第一千三百二十二章 十五日不归,以叛逆论
第一千三百二十二章 十五日不归,以叛逆论 (第1/2页)赵德言走了。
走的时候没回头,袍角带起一片沙尘。后门关上,门闩落进卡槽里,声音干脆。
院子里就剩三个人。程处弼、许元,还有搁在桌上的那封信。
程处弼盯着那封信看了一会儿,伸手拿起来。许元没拦。
封口的蜡印已经被许元拆过了,但蜡的形状还在,裴寂用的是私印,一条盘龙,尾巴咬着自己的头。程处弼见过这个印,在长安的时候见过不止一回。
他把信抽出来。
绢纸,不是公文用的黄麻纸。字写得规矩,一笔一划没有潦草的地方,是裴寂身边那个姓陈的幕僚的手。内容不长,前半段说的是西域粮道调度的事,哪批粮该走哪条路,经谁的手转运,写得像公文。
后半段话锋变了。
语气还是客气的,用的是商量的口吻,但字眼拧着劲。什么“长安诸公挂念”,什么“圣上已问过两回”,什么“军中不可久离主帅”。
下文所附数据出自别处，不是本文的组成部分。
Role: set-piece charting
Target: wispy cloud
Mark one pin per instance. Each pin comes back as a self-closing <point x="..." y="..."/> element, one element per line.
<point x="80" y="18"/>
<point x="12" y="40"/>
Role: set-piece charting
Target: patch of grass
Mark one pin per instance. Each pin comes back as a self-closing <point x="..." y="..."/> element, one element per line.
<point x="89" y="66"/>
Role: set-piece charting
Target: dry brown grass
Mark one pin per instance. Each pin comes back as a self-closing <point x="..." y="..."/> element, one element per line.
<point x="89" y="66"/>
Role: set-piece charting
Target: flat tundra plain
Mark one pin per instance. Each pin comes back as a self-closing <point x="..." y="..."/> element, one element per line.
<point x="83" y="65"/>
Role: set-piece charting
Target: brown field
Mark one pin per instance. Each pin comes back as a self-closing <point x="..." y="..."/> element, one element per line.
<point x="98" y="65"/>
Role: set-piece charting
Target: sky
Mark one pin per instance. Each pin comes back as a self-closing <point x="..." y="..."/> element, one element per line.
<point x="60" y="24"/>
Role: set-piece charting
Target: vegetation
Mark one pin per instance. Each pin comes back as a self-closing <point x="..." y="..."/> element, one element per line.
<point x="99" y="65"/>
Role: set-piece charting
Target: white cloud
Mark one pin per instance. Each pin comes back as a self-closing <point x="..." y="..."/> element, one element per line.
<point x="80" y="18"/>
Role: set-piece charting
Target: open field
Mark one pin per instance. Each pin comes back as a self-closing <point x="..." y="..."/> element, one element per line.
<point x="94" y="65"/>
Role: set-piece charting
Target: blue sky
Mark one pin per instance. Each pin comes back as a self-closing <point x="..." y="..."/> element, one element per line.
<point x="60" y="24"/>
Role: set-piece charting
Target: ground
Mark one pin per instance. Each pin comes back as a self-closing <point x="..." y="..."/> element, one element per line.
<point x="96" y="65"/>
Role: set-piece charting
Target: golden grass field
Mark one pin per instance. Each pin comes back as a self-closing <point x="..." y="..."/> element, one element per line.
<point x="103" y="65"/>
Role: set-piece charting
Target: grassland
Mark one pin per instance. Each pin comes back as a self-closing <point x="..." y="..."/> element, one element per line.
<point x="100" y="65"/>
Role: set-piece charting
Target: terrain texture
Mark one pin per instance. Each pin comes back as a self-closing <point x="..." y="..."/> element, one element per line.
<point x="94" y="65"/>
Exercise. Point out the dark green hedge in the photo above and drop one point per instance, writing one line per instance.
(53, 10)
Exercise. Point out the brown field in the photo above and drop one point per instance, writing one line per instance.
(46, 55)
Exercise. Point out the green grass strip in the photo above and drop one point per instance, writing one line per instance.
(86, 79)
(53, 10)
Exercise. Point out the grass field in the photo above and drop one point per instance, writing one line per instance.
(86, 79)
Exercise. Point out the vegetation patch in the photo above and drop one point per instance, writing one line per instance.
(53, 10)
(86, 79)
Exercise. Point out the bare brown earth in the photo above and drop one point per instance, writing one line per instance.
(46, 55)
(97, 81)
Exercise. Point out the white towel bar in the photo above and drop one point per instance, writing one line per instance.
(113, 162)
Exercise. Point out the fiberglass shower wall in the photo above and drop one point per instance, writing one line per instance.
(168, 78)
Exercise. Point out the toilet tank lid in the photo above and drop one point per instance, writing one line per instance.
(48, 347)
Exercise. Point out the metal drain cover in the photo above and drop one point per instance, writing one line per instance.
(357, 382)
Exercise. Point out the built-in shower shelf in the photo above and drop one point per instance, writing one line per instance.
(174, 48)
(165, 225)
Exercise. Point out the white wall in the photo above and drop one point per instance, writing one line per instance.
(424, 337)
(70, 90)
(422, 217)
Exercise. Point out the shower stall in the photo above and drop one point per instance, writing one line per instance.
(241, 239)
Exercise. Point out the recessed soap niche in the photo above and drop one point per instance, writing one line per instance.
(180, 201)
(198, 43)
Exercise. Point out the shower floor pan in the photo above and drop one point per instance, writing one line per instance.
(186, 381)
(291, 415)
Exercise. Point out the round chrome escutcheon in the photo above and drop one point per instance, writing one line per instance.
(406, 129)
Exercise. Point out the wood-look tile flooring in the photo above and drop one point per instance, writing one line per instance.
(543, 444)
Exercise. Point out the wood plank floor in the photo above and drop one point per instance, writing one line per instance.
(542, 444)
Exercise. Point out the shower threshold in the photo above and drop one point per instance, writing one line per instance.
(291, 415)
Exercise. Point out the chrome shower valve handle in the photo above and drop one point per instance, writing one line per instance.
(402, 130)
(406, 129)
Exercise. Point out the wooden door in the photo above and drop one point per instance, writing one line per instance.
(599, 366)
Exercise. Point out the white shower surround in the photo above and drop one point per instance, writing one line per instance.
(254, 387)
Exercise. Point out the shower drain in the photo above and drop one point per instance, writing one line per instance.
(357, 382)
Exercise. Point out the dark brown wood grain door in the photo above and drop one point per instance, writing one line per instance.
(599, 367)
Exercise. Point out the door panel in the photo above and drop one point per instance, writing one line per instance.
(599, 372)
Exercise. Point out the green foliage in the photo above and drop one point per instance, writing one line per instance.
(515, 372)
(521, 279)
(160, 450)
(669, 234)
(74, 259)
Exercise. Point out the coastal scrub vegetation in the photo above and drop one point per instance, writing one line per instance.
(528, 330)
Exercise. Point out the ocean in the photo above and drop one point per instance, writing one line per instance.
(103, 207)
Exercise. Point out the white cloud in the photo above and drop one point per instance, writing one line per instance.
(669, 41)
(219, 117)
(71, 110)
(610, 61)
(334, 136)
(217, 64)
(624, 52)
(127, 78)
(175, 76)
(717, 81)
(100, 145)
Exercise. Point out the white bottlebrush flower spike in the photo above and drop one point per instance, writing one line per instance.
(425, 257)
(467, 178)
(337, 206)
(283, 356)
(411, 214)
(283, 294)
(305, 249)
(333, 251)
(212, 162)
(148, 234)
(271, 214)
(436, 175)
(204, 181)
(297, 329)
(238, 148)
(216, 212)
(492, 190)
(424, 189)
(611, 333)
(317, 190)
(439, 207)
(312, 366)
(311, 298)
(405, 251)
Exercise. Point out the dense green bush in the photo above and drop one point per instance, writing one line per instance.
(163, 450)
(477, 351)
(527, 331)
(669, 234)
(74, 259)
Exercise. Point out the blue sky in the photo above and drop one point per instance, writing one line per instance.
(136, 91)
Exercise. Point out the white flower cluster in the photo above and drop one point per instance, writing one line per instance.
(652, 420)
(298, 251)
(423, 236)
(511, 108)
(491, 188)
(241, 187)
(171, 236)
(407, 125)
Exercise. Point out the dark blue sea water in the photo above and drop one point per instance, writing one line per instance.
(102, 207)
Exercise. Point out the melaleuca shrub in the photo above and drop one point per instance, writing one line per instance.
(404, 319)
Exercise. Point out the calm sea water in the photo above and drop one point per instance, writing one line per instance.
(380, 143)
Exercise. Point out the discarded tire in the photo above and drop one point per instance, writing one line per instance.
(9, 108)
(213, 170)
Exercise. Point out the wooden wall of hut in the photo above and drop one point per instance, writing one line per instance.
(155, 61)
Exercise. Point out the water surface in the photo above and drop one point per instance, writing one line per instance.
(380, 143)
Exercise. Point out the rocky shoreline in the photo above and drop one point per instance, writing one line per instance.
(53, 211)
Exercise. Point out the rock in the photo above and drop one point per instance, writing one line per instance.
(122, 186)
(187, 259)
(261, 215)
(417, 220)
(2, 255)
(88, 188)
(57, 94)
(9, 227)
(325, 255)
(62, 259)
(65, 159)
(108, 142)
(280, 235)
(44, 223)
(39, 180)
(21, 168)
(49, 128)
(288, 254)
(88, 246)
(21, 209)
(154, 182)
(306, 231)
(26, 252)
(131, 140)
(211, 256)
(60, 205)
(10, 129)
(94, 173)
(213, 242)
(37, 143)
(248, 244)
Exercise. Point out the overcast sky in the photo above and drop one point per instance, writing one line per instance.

一层一层往上垒,垒到最后一句。
“若十五日内不归,以叛逆论。”
程处弼把信拍在桌上。
这一拍力道不小,茶碗跳了一下,碗里赵德言剩的半碗残茶溅出来几滴,落在沈鹤年的画像上,把那道疤洇湿了一块。
“你到底跟赵德言达成了什么?”
许元没答。他站起来,走到院子东墙根底下。墙上钉着一块麻布,麻布上写了字,密密麻麻的,有人名,有地名,有箭头,有圈。这东西挂了有些日子了,上头的墨迹新旧不一,最早的那批字颜色已经发灰。
许元拿起搁在墙根的炭笔,在赵德言三个字旁边添了一行:沈鹤年,阿勒颇。
字写得小,挤在两行旧字中间。
程处弼跟到墙根底下。他比许元高半个头,站在后面,那块麻布上的东西一览无余。
“你真信赵德言?”程处弼压着嗓子,声儿闷,但硬,“他杀人灭口的事做得出来,拿你当刀使也不是一回两回了。”
许元把炭笔放回墙根。
“我不信他。”
他转过身,背靠着墙,麻布的一角蹭着他的后脑。
“但穆阿维叶的证据是真的,沈鹤年这条线也是真的。赵德言要的东西跟我想要的东西,在这一步上是重合的。”
他停了一下。
“至于后面分道扬镳的时候谁宰谁,那是后面的事。”
这话说得轻描淡写。程处弼盯着他的脸看了两息,没看出什么多余的表情。许元这个人就这样,越是要命的事,脸上越干净。
程处弼张嘴想说什么,门口有人接了话。
“阿勒颇离这儿六百里,中间隔着两片沙漠。”
薛仁贵。不知道什么时候来的,靠着门框站着,甲没卸,肩上还有沙土。他说这话的时候语气很平,像在说今天晚饭吃什么。但六百里和两片沙漠这几个字本身就够重了,不需要什么语气。
许元看了他一眼。
“明天走。”
程处弼脸上的肉跳了一下。
“明天?你脑子叫沙灌了?”
他伸手往桌上一指,那封信还摊在那里。